Допустим, это — не я. Что-то, пожалуй, есть в этом лице, какая-то необычная привлекательность. Нет, другое, притягивающее, даже не скажешь — что.
«Так это — я? — подумала Майя. — Какая же я? А вдруг Юра придумал меня? И я совсем не такая, какой ему кажусь?»
Ей стало страшно. Наверное, я самая обыкновенная. Почему он тогда замолчал, ушел в себя, как будто что-то захлопнулось? Не то, не так сказала? Неужели во мне есть такое, что может обидеть его? Какая же я?
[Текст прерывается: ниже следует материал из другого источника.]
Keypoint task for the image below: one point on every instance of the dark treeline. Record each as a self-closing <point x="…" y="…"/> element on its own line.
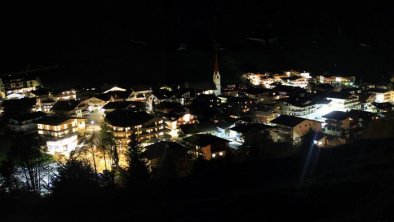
<point x="350" y="182"/>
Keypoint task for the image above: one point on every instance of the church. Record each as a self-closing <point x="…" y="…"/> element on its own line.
<point x="216" y="77"/>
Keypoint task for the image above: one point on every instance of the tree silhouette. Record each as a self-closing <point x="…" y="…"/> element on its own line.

Ох, как хорошо было бы сейчас вернуться к тем временам, когда нечего было бояться в себе, и не надо было придумывать никаких оправданий. А вот Сева не женится до конца дней своих, подумала Майя.
Она вдруг почувствовала себя такой усталой, будто живет долго-долго, и все уже было давным-давно, и июньский дождь, и разговор с матерью, и возвращение Севы с Валькой, и эти мысли у зеркала…
Это все зеркало. Как наваждение. Сейчас, именно сейчас, в эту минуту, ей нужно было видеть Юру. Его лицо, глаза, руки. Стоило бы только увидеть его, услышать голос, — как все прошло бы, и тревога, и сомнения, и усталость.
Кофе уже был на столе, когда Майя, одетая и причесанная тщательнее, чем обычно, вышла на кухню. Полина Александровна ждала ее. Все было готово — и омлет, и гренки, только снять с плиты.
— Не торопишься? — спросила Полина Александровна.
— Я — дома. Целый день.
— Как хорошо. А вдруг они сегодня нагрянут? С Валей такое случалось.
— Да, да, спасибо, — рассеянно ответила Майя.
— Что-то произошло? — только необычная, тревожная интонация вопроса дошла до сознания Майи.
— Прости, я не расслышала.
— Что случилось? — мягко повторила Полина Александровна.
Случилось. Если бы ты знала… Но все равно узнаешь. Сказать сейчас? Майя взглянула на мать. Лицо матери было бледно-серым. Вокруг темных глаз, казавшихся особенно глубокими, как всегда у людей с постоянной, невысказанной печалью, обозначились коричневые круги. Две глубокие морщины легли вдоль щек — а она и не замечала раньше этих морщин. Когда они появились? Да знает ли она вообще, что творится в душе матери? Хотя бы когда-нибудь спросила о том, что тревожит ее?